06:42Je crois que ce qui est intéressant, c'est qu'on méprise pas les cultures,
06:45c'est-à-dire qu'on se dise que toutes les cultures,
06:48même la plus petite soit-elle,
06:50elle a la même importance pour l'humanité, tout simplement,
06:54pour l'humanité, donc pour nous, c'était important,
06:57et puis pour nous aussi, ça nous créait une espèce de zone libérée,
07:03comme ils auraient dit les guérillants à l'époque,
07:06on a créé une zone libérée.
07:07C'est quand on est dans…
07:09Quand moi, je parle provençal, je suis dans une sorte de zone libérée,
07:12c'est-à-dire je suis dans un truc qui a moins de prise
07:17par rapport à l'État, par rapport à tout ce que je racontais,
07:19même avant ces derniers.
07:21Je suis un peu…
07:22Ça me rend un peu plus libre, ce truc-là.
07:25Mais après, ce que je dis là pour le provençal,
07:29c'est valable pour toutes les langues du monde,
07:30c'est-à-dire qu'à un moment donné,
07:32les langues, elles sont quand même le reflet de ce qu'on a dans la cervelle,
07:36de notre façon d'appréhender le monde.
07:42Voilà, c'est pas…
07:43Mais on ne l'a jamais fait comme un truc de…
07:47Je veux dire, de nationalisme ou de repli sur nous.

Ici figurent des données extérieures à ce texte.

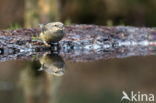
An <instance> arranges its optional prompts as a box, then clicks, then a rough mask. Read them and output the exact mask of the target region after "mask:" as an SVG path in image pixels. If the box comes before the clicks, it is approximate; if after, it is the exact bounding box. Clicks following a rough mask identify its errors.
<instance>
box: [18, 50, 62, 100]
mask: <svg viewBox="0 0 156 103" xmlns="http://www.w3.org/2000/svg"><path fill="white" fill-rule="evenodd" d="M64 66H65V64H64V61H63V59H62V58H61V57H60V56H59V55H57V54H48V53H45V54H44V55H43V56H42V57H40V58H39V59H38V60H33V61H28V63H27V65H26V66H25V68H23V69H22V71H21V73H20V80H19V84H20V85H21V87H22V90H23V92H24V97H25V99H26V103H58V94H57V93H59V87H60V85H61V83H62V77H60V76H62V75H64ZM49 74H52V75H49ZM58 76H59V77H58Z"/></svg>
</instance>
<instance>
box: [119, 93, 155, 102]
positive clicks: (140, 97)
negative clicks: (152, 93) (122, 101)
mask: <svg viewBox="0 0 156 103" xmlns="http://www.w3.org/2000/svg"><path fill="white" fill-rule="evenodd" d="M122 94H123V96H122V98H121V101H124V100H128V101H132V102H133V101H134V102H153V101H154V94H152V93H150V94H146V93H141V92H140V91H138V92H134V91H131V92H130V93H129V95H128V94H127V93H126V92H125V91H122Z"/></svg>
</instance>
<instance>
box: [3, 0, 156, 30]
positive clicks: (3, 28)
mask: <svg viewBox="0 0 156 103" xmlns="http://www.w3.org/2000/svg"><path fill="white" fill-rule="evenodd" d="M155 18H156V1H155V0H0V28H1V29H5V28H8V27H10V26H16V27H18V26H22V27H33V26H36V25H38V23H47V22H52V21H62V22H64V23H66V24H71V23H72V24H80V23H81V24H98V25H109V26H111V25H133V26H148V27H151V26H156V19H155Z"/></svg>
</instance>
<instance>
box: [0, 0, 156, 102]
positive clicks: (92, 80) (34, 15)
mask: <svg viewBox="0 0 156 103" xmlns="http://www.w3.org/2000/svg"><path fill="white" fill-rule="evenodd" d="M155 18H156V0H0V29H1V30H2V29H16V28H19V27H37V26H38V24H39V23H47V22H53V21H61V22H63V23H65V24H97V25H106V26H112V25H113V26H114V25H131V26H141V27H142V26H146V27H155V26H156V19H155ZM32 58H33V57H32ZM49 59H50V61H53V58H49ZM51 59H52V60H51ZM62 59H64V58H62ZM155 61H156V57H155V56H146V57H129V58H124V59H110V60H98V61H92V62H80V63H79V62H73V61H69V60H65V61H64V63H65V73H64V75H63V76H61V77H57V76H54V75H51V74H48V73H46V72H44V71H40V72H39V71H38V69H39V68H40V66H41V64H40V61H39V60H38V61H33V60H27V61H25V60H22V61H19V60H14V61H7V62H1V63H0V103H73V102H74V103H121V97H122V91H123V90H125V91H126V92H127V93H130V91H135V92H137V91H140V92H141V93H147V94H149V93H155V94H156V82H155V80H156V75H155V72H156V69H155V67H156V63H155ZM49 65H50V64H49ZM50 66H51V65H50ZM124 103H129V102H127V101H124ZM137 103H139V102H137ZM142 103H143V102H142ZM153 103H155V102H153Z"/></svg>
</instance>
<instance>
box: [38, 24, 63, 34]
mask: <svg viewBox="0 0 156 103" xmlns="http://www.w3.org/2000/svg"><path fill="white" fill-rule="evenodd" d="M39 26H40V28H41V30H42V32H44V31H57V30H63V29H64V24H63V23H61V22H52V23H48V24H39Z"/></svg>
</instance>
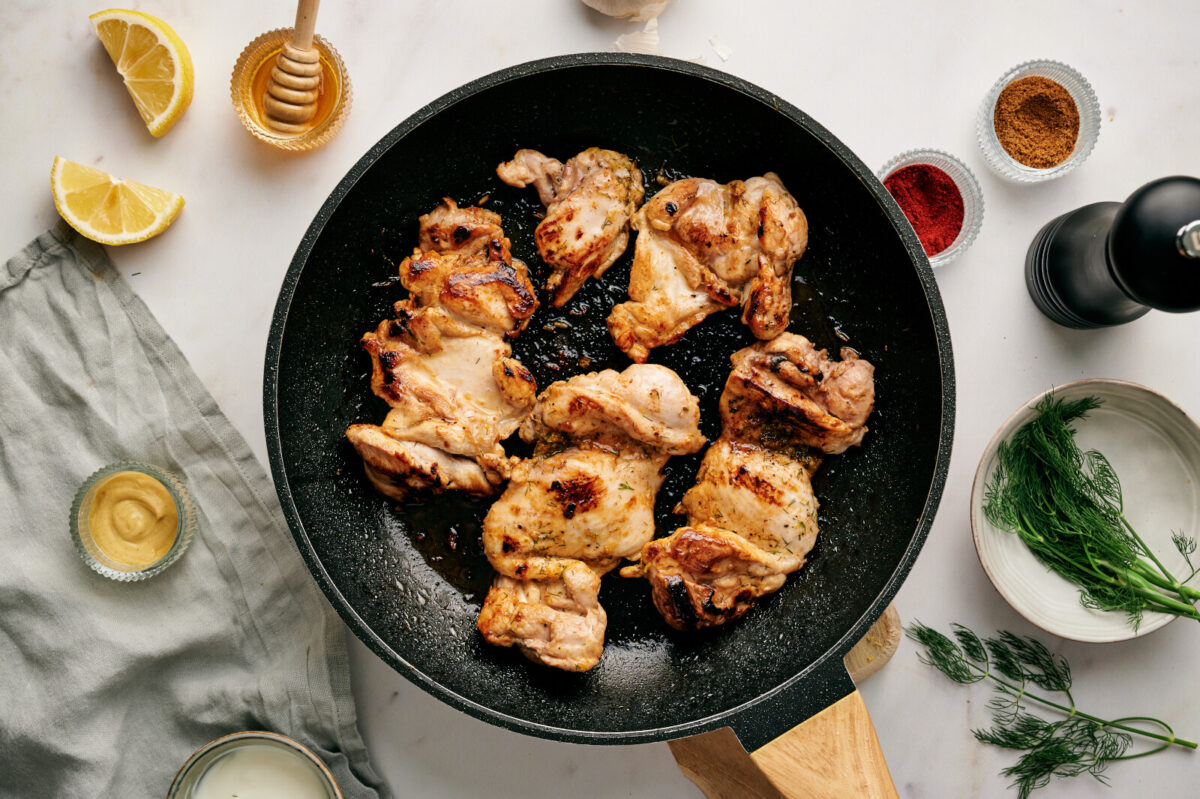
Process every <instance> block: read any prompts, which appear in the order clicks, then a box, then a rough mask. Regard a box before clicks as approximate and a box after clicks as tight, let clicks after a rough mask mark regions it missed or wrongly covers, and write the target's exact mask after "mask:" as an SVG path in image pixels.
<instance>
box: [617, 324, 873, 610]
mask: <svg viewBox="0 0 1200 799" xmlns="http://www.w3.org/2000/svg"><path fill="white" fill-rule="evenodd" d="M842 358H844V360H842V361H840V362H836V361H830V360H829V359H828V356H827V354H826V352H824V350H817V349H816V348H815V347H814V346H812V343H811V342H809V340H806V338H804V337H803V336H797V335H794V334H784V335H781V336H779V337H778V338H775V340H774V341H768V342H761V343H758V344H755V346H752V347H748V348H745V349H742V350H739V352H737V353H734V354H733V356H732V358H731V360H732V362H733V371H732V373H731V374H730V378H728V380H726V383H725V391H724V392H722V394H721V422H722V428H721V438H720V439H718V440H716V441H715V443H714V444H713V445H712V446H710V447H709V449H708V451H707V452H706V453H704V459H703V462H702V463H701V467H700V471H698V473H697V475H696V483H695V485H694V486H692V487H691V488H690V489H689V491H688V493H686V494H684V497H683V501H682V503H680V504H679V507H678V509H677V511H679V512H684V513H686V515H688V525H686V527H682V528H679V529H678V530H676V531H674V533H672V534H671V535H668V536H666V537H665V539H659V540H656V541H650V542H649V543H647V545H646V547H644V548H643V549H642V558H641V563H638V564H637V565H634V566H626V567H625V569H623V570H622V575H624V576H626V577H637V576H646V577H647V578H648V579H649V581H650V590H652V594H653V596H654V603H655V606H656V607H658V608H659V612H660V613H661V614H662V617H664V619H666V621H667V624H670V625H671V626H673V627H676V629H678V630H694V629H700V627H708V626H714V625H719V624H725V623H727V621H732V620H733V619H737V618H739V617H742V615H743V614H745V613H746V611H749V609H750V608H751V607H754V603H755V601H756V600H757V599H758V597H760V596H763V595H766V594H769V593H772V591H775V590H779V588H780V587H781V585H782V584H784V582H785V581H786V578H787V575H788V573H791V572H793V571H796V570H797V569H799V567H800V566H803V565H804V563H805V558H806V555H808V553H809V551H810V549H812V546H814V545H815V543H816V539H817V500H816V497H815V495H814V494H812V483H811V480H810V479H811V475H812V473H814V471H816V469H817V467H818V465H820V463H821V458H822V457H823V455H824V453H834V452H842V451H845V450H846V447H848V446H852V445H857V444H859V443H862V440H863V435H864V434H865V432H866V427H865V426H864V422H865V421H866V416H868V415H869V414H870V411H871V408H872V407H874V403H875V383H874V367H872V366H871V365H870V364H869V362H868V361H864V360H860V359H859V358H858V356H857V354H854V353H853V352H852V350H848V349H844V350H842Z"/></svg>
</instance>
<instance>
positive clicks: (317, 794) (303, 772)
mask: <svg viewBox="0 0 1200 799" xmlns="http://www.w3.org/2000/svg"><path fill="white" fill-rule="evenodd" d="M230 797H238V799H342V792H341V791H340V789H338V787H337V783H336V782H335V781H334V776H332V775H331V774H330V773H329V769H328V768H326V767H325V764H324V763H323V762H322V761H320V758H318V757H317V756H316V755H313V753H312V751H311V750H308V747H306V746H304V745H302V744H300V743H299V741H296V740H294V739H292V738H288V737H287V735H281V734H278V733H271V732H259V731H248V732H239V733H233V734H230V735H224V737H223V738H217V739H216V740H214V741H210V743H208V744H205V745H204V746H202V747H200V749H199V750H197V751H196V753H193V755H192V756H191V757H190V758H187V762H186V763H184V765H182V768H180V769H179V774H176V775H175V779H174V781H173V782H172V783H170V788H169V791H168V792H167V799H229V798H230Z"/></svg>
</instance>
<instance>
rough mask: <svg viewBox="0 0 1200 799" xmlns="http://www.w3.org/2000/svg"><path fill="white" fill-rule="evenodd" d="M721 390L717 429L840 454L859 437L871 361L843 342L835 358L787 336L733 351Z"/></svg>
mask: <svg viewBox="0 0 1200 799" xmlns="http://www.w3.org/2000/svg"><path fill="white" fill-rule="evenodd" d="M732 361H733V372H732V373H731V374H730V379H728V380H727V382H726V383H725V391H724V392H722V394H721V429H722V433H724V434H726V435H731V437H733V438H736V439H738V440H743V441H758V443H762V444H764V445H767V446H770V447H775V449H781V447H786V446H810V447H814V449H817V450H821V451H822V452H824V453H826V455H838V453H839V452H845V451H846V449H848V447H851V446H854V445H857V444H859V443H862V440H863V437H864V435H865V434H866V417H868V416H869V415H870V413H871V410H872V409H874V408H875V367H874V366H872V365H871V364H870V362H869V361H864V360H862V359H860V358H858V353H856V352H854V350H853V349H851V348H848V347H842V349H841V361H833V360H830V359H829V355H828V353H826V350H823V349H817V348H816V347H814V344H812V342H810V341H809V340H808V338H805V337H804V336H797V335H794V334H785V335H782V336H780V337H779V338H775V340H774V341H768V342H763V343H761V344H756V346H754V347H748V348H745V349H742V350H738V352H737V353H734V354H733V356H732Z"/></svg>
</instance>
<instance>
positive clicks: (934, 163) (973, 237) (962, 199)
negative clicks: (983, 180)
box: [877, 150, 983, 269]
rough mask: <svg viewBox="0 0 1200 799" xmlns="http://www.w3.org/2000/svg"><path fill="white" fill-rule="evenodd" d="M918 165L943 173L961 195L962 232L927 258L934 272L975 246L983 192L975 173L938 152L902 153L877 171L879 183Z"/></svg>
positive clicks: (951, 261)
mask: <svg viewBox="0 0 1200 799" xmlns="http://www.w3.org/2000/svg"><path fill="white" fill-rule="evenodd" d="M918 163H924V164H929V166H930V167H937V168H938V169H941V170H942V172H944V173H946V174H947V175H949V176H950V180H953V181H954V185H955V186H958V188H959V193H960V194H962V229H961V230H959V235H958V236H955V239H954V241H953V244H950V246H949V247H947V248H946V250H943V251H942V252H940V253H937V254H936V256H929V265H930V266H934V268H935V269H936V268H937V266H944V265H946V264H948V263H950V262H952V260H954V259H955V258H958V257H959V256H961V254H962V253H964V252H966V251H967V248H968V247H970V246H971V245H972V244H973V242H974V240H976V236H978V235H979V228H980V227H983V190H980V188H979V181H978V180H976V176H974V173H972V172H971V169H968V168H967V166H966V164H965V163H962V162H961V161H959V160H958V158H955V157H954V156H952V155H950V154H949V152H942V151H941V150H908V151H907V152H901V154H900V155H898V156H896V157H894V158H892V161H888V162H887V163H886V164H883V168H882V169H880V172H878V173H877V174H878V178H880V182H883V181H884V180H887V179H888V176H889V175H892V173H894V172H896V170H899V169H904V168H905V167H911V166H913V164H918Z"/></svg>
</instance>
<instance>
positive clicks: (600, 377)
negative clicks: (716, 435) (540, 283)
mask: <svg viewBox="0 0 1200 799" xmlns="http://www.w3.org/2000/svg"><path fill="white" fill-rule="evenodd" d="M698 422H700V404H698V401H697V399H696V397H694V396H692V395H691V394H690V392H689V391H688V388H686V386H685V385H684V384H683V380H680V379H679V377H678V376H677V374H676V373H674V372H672V371H671V370H668V368H666V367H662V366H648V365H634V366H630V367H629V368H626V370H625V371H624V372H620V373H618V372H613V371H611V370H606V371H604V372H595V373H590V374H581V376H577V377H574V378H571V379H570V380H563V382H558V383H554V384H552V385H551V386H548V388H547V389H546V390H545V391H544V392H542V394H541V396H540V397H539V398H538V404H536V407H535V408H534V411H533V413H532V414H530V415H529V417H528V419H527V420H526V421H524V422H523V423H522V426H521V437H522V438H523V439H524V440H527V441H536V446H535V449H534V455H533V457H530V458H528V459H526V461H523V462H521V463H520V464H518V465H517V467H516V468H514V470H512V476H511V480H510V481H509V485H508V488H506V489H505V491H504V494H503V495H502V497H500V498H499V499H497V500H496V503H494V504H493V505H492V507H491V510H490V511H488V512H487V517H486V518H485V519H484V551H485V553H486V554H487V558H488V560H490V561H491V564H492V566H493V567H494V569H496V571H497V572H499V576H498V577H497V579H496V583H494V585H493V587H492V589H491V591H488V594H487V597H486V600H485V601H484V609H482V612H481V613H480V617H479V624H478V626H479V630H480V632H482V633H484V637H485V639H487V641H488V642H490V643H494V644H499V645H505V647H508V645H516V647H518V648H520V649H521V650H522V651H523V653H524V654H526V655H527V656H528V657H530V659H532V660H535V661H538V662H542V663H545V665H547V666H554V667H557V668H565V669H569V671H587V669H589V668H592V667H593V666H595V665H596V662H598V661H599V659H600V653H601V650H602V648H604V632H605V617H604V611H602V609H601V608H600V606H599V603H598V602H596V601H595V597H596V593H598V591H599V589H600V582H599V575H602V573H605V572H607V571H610V570H611V569H613V567H614V566H616V565H617V564H618V563H620V560H622V559H624V558H632V557H637V554H638V553H640V552H641V551H642V547H643V546H644V545H646V543H647V542H648V541H649V540H650V539H652V537H653V536H654V499H655V497H656V494H658V491H659V487H660V486H661V485H662V480H664V474H662V467H664V465H665V464H666V462H667V459H668V458H670V456H671V455H679V453H685V452H695V451H697V450H698V449H700V447H701V446H703V445H704V438H703V435H701V433H700V429H698ZM580 569H582V570H586V571H588V572H589V573H592V575H593V576H594V577H595V582H594V584H593V583H588V582H587V581H583V579H582V577H580V573H581V572H580V571H578V570H580ZM570 575H575V576H576V577H575V581H574V583H572V582H571V579H569V576H570ZM529 583H533V585H529ZM564 597H566V599H564ZM564 614H568V615H564ZM569 615H574V617H576V618H568V617H569Z"/></svg>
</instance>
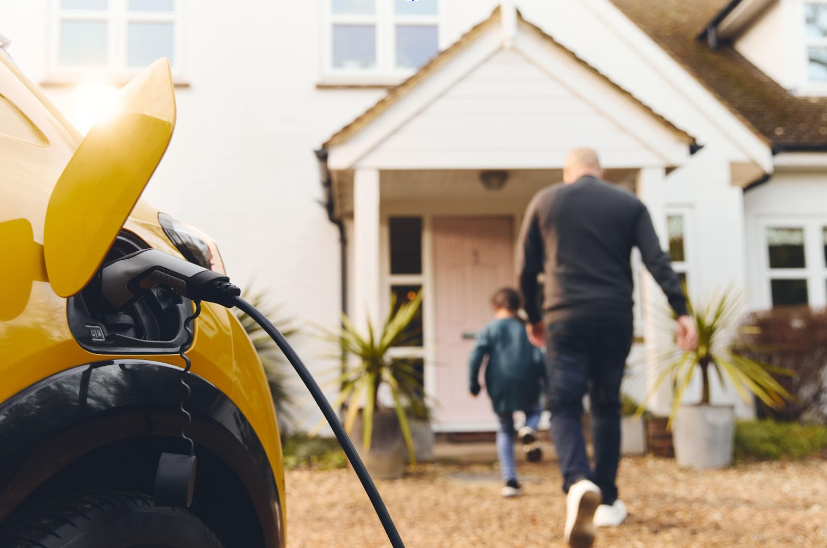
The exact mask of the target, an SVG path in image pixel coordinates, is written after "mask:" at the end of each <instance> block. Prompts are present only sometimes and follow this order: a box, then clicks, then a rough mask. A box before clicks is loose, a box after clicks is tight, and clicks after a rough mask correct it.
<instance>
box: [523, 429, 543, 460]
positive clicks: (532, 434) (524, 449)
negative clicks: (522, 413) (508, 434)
mask: <svg viewBox="0 0 827 548" xmlns="http://www.w3.org/2000/svg"><path fill="white" fill-rule="evenodd" d="M517 439H518V440H520V443H522V444H523V452H525V456H526V459H527V460H528V462H540V461H541V460H542V459H543V450H542V449H540V446H539V445H538V444H537V432H536V431H535V430H534V429H533V428H532V427H530V426H523V427H522V428H520V431H519V432H517Z"/></svg>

07:52Non, pour nous, avoir deux langues, être bilingue,
07:55c'était déjà pouvoir comprendre…
07:58Avoir deux cultures, c'était déjà plus facilement
08:00pouvoir en comprendre une troisième, une quatrième et une ouverture.
08:04On s'est toujours aperçus dans Massiliac
08:06que quand on passait les frontières et qu'on allait dans le monde,
08:11ce truc d'avoir eu constamment cette espèce de…
08:15Ces deux caméras, en fait, parce que c'est deux caméras qui filment la vie,
08:18nous permettaient de comprendre et d'appréhender mieux les choses complexes.
08:23C'est-à-dire que plus que si on avait été des franco-français, quelque part.